Syrian President Bashar Assad has hired hit squads to kill top Lebanese government, intelligence and security officials whom he suspects of helping insurrectionists and Saudi and Qatari agents smuggle fighters and weapons into the country to fight his regime. One Lebanese hit squad is reported by debkafile's counter-terror sources as having been captured in the third week of January by Lebanese security police. Its members confessed to receiving, cash, arms, explosives and a list of targets from Syrian Military intelligence, with precise instructions on the method of assassination for two targets, Director General of Lebanese Internal Security Maj. Gen. Ashraf Rifi and his deputy, Col. Wissam al-Hassan, head of its Information Branch.
The team was instructed to rig two bomb cars, each loaded with one ton of explosives to be detonated remotely. They were told which cars would be driving by different routes to a secret meeting of all Lebanese intelligence arms at Internal Security headquarters in the Christian Ashrafieh district of Beirut.
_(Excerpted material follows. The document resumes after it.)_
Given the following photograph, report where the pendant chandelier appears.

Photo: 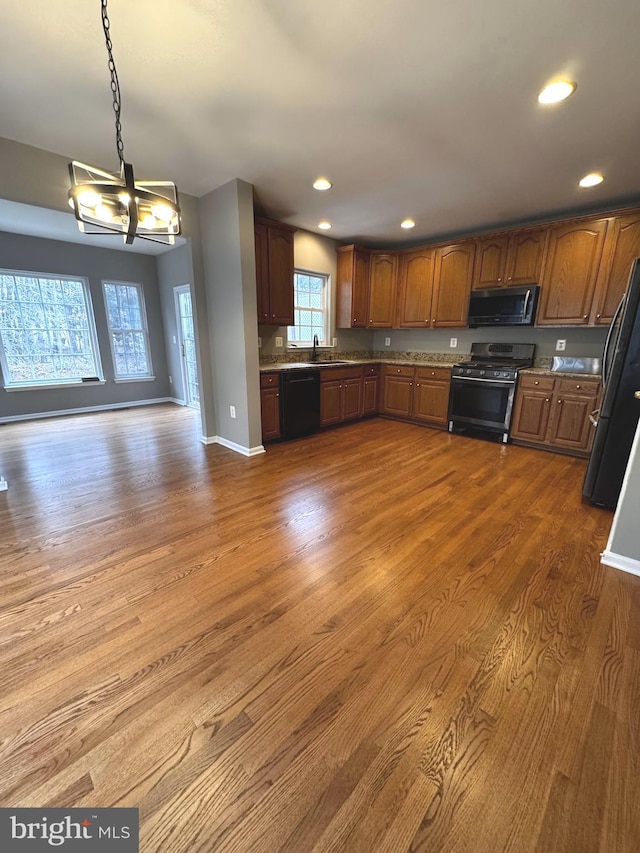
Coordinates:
[69,0,180,245]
Two narrow side streets would bring them close to their destination and it was there that the bomb cars would be planted.
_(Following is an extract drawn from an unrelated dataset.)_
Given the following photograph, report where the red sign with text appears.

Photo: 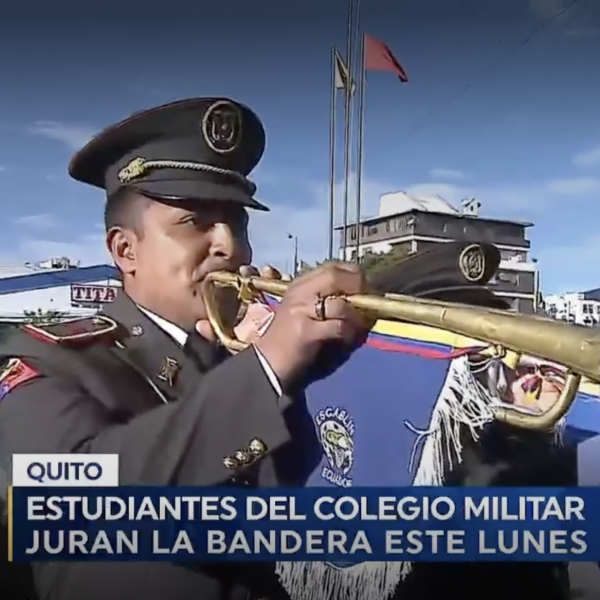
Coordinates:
[71,285,120,304]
This was exactly the same method used to assassinate the former Lebanese Prime Minister Rafiq Harirri in February 2005.
However, shortly before they set out for the staff meeting, a foreign clandestine agency warned the two Lebanese officers of the death trap awaiting them. The information, according to our sources, also covered the location of the bomb cars and the whereabouts of the hit team.
Saturday, Jan. 28, Gen. Rifi and Col. Al-Hassan attended a news conference at which Rifi revealed a plot to murder his deputy, without disclosing the identity of its instigator or that he himself had been targeted.
debkafile's sources in Beirut explain that he did not dare name the source of the plot or the results of his investigation because people in Lebanon live in extreme dread of the Assad regime's long arm and its propensities for violence.
But top Lebanese figures are now taking extra security measures to protect themselves and their families from ongoing Syrian assassination conspiracies.
And indeed, Friday, Feb. 3, Gen. Rifi warned Lebanese lawmaker Sami Gemayel, one of the leaders of the Christian Phalange Party, two of whose forbears, Pierre and Amin, were assassinated, to take care because murderers were after him at his home town of Ain Safsaf in the Mattan Mountains.
The Lebanese intelligence chief did not dare reveal who was behind the plot. But our counter-terror sources report that the warning itself indicated that the Lebanese spy chief is on top of a flow of intelligence on the death list Bashar Assad has drawn up for Lebanon.